I clamped my teeth together violently. I didn’t like to think that I was going mad but I knew I was ill, that was for sure. All these strange thoughts ran around in my mind, thoughts that didn’t seem to belong to me but to someone else. Fighting them continually tired me out and sleep never helped. I rubbed my temples with the edge of my fingers, slowly and rhythmically in circles. I breathed in and out slowly, it helped...a little. My skin felt cold, hard and frozen, but that was the least of my worries. I leaned out the window my hands resting on the velvet coated door. The sun was falling behind the hills, and fast. My heart thudded against my chest like a hammer against a wall as if trying to tell me something. Or maybe it was just wanted to escape from the deluded prison it had been born slave to. Me. The second idea made more sense.

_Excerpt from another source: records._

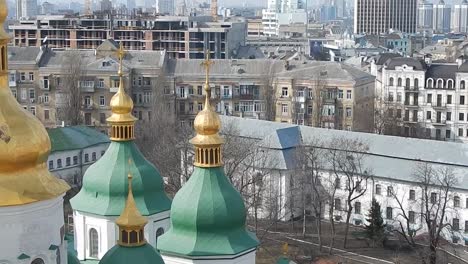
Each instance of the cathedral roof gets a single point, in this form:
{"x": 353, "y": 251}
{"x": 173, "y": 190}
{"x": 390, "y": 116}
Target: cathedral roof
{"x": 145, "y": 254}
{"x": 105, "y": 186}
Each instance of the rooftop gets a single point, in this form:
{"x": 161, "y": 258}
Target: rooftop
{"x": 388, "y": 156}
{"x": 75, "y": 137}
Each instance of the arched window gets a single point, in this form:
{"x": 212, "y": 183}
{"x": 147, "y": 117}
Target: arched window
{"x": 440, "y": 83}
{"x": 93, "y": 243}
{"x": 430, "y": 83}
{"x": 450, "y": 84}
{"x": 159, "y": 233}
{"x": 38, "y": 261}
{"x": 57, "y": 256}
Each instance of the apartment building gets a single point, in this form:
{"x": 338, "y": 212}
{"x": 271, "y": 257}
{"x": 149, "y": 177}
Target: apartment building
{"x": 37, "y": 81}
{"x": 379, "y": 16}
{"x": 430, "y": 99}
{"x": 182, "y": 37}
{"x": 324, "y": 94}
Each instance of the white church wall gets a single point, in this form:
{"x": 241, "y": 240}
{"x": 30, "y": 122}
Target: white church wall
{"x": 31, "y": 230}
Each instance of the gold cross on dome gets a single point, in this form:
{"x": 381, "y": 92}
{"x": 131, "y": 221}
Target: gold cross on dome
{"x": 207, "y": 65}
{"x": 120, "y": 54}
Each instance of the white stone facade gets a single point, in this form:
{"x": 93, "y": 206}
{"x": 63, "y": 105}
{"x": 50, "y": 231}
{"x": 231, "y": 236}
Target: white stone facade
{"x": 95, "y": 235}
{"x": 33, "y": 231}
{"x": 71, "y": 165}
{"x": 437, "y": 106}
{"x": 242, "y": 258}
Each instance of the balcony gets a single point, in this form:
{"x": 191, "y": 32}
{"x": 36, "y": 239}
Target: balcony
{"x": 87, "y": 89}
{"x": 440, "y": 106}
{"x": 438, "y": 122}
{"x": 299, "y": 99}
{"x": 414, "y": 105}
{"x": 411, "y": 89}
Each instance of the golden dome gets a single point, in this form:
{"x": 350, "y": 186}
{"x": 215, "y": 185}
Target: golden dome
{"x": 122, "y": 121}
{"x": 131, "y": 221}
{"x": 121, "y": 103}
{"x": 207, "y": 122}
{"x": 207, "y": 142}
{"x": 24, "y": 145}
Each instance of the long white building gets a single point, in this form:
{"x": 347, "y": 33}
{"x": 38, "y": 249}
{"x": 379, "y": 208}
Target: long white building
{"x": 282, "y": 12}
{"x": 391, "y": 163}
{"x": 428, "y": 99}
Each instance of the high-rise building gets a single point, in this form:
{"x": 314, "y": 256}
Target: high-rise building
{"x": 282, "y": 12}
{"x": 460, "y": 18}
{"x": 165, "y": 7}
{"x": 425, "y": 15}
{"x": 26, "y": 9}
{"x": 379, "y": 16}
{"x": 441, "y": 18}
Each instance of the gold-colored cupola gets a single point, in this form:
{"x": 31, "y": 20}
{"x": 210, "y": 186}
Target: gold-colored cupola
{"x": 207, "y": 142}
{"x": 122, "y": 121}
{"x": 131, "y": 223}
{"x": 24, "y": 144}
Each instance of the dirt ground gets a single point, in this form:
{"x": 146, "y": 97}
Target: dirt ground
{"x": 302, "y": 253}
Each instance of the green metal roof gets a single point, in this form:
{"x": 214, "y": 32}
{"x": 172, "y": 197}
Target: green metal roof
{"x": 207, "y": 218}
{"x": 75, "y": 137}
{"x": 145, "y": 254}
{"x": 23, "y": 256}
{"x": 284, "y": 260}
{"x": 105, "y": 183}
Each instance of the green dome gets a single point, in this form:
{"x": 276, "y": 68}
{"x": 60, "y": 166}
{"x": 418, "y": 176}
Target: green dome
{"x": 207, "y": 218}
{"x": 105, "y": 183}
{"x": 145, "y": 254}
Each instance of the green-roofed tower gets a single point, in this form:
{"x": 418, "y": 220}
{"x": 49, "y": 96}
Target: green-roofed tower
{"x": 208, "y": 214}
{"x": 131, "y": 246}
{"x": 105, "y": 186}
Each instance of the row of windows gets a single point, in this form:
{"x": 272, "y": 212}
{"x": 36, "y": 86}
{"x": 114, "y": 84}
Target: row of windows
{"x": 430, "y": 83}
{"x": 68, "y": 160}
{"x": 93, "y": 246}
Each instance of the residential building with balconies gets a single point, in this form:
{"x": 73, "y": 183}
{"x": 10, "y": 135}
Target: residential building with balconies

The reds and oranges of the sky seemed to ooze from the sun like liquid. Blood, perhaps. The tall fir trees stretched into a compact forest and each tree was weighed down by mounds of sparkling snow. The snow reflected the red and orange light which, in turn, lit up the frozen mountains and seemed to set them on fire. The illusion was beautiful; I could almost see the flames... burning, devouring. It was beautiful but in a dark, sinister way. As much as I tried, I could not prevail, everything I saw was ominous, baleful even malignant. How could a tree, or a house, or a child hurt me? I do not know. But that is what I saw and so I hid from the world but it had got to the point where I couldn’t do that anymore. I might as well have been seeing in black and white, maybe that would have put things in a better perspective. Colour did not fill me with joy, not any more. Did it before? I couldn’t remember. I wasn’t sure whether I had ever had a normal life; it seemed I had been like this for eternity. I closed my eyes tight, breathing too fast for my lungs to cope with. A little of my sanity was evidently still present as a mad person does not usually know they are mad. At least, that is what I told myself.

I leaned back inside the coach and dug my nails hard into the cushiony seat.  I had leaned out the window for a little too long and the snow had settled onto my face and begun to freeze. I cursed in frustration, everything was horrible, vile. I so wanted to see something beautiful, something that might please me, but that seemed like a far away dream. The quicker we got to the hotel the better; the hotel was actually inside a refurbished castle called Castle Dromodom. The name seemed a bit sinister to me.

The screeching wheels were making me feel a little sick and I had to see Dr Watson. This illness I had, was getting worse and no doctor seemed to know why or what was wrong with me. I sincerely hoped with all my heart that Dr Watson did, and that he could give me a cure. He was one of the best doctors around, or so I’d heard. I thought I must have a disease that muddled the brain. I scrunched my toes in sharply and started to count slowly. I had been travelling for two hours now. I was tired, confused and drained of all human emotion, at least all the good ones anyway. The snow carried on falling thick and fast. Then finally sleep found me and wrapped its arms around my body and knocked me out stone cold.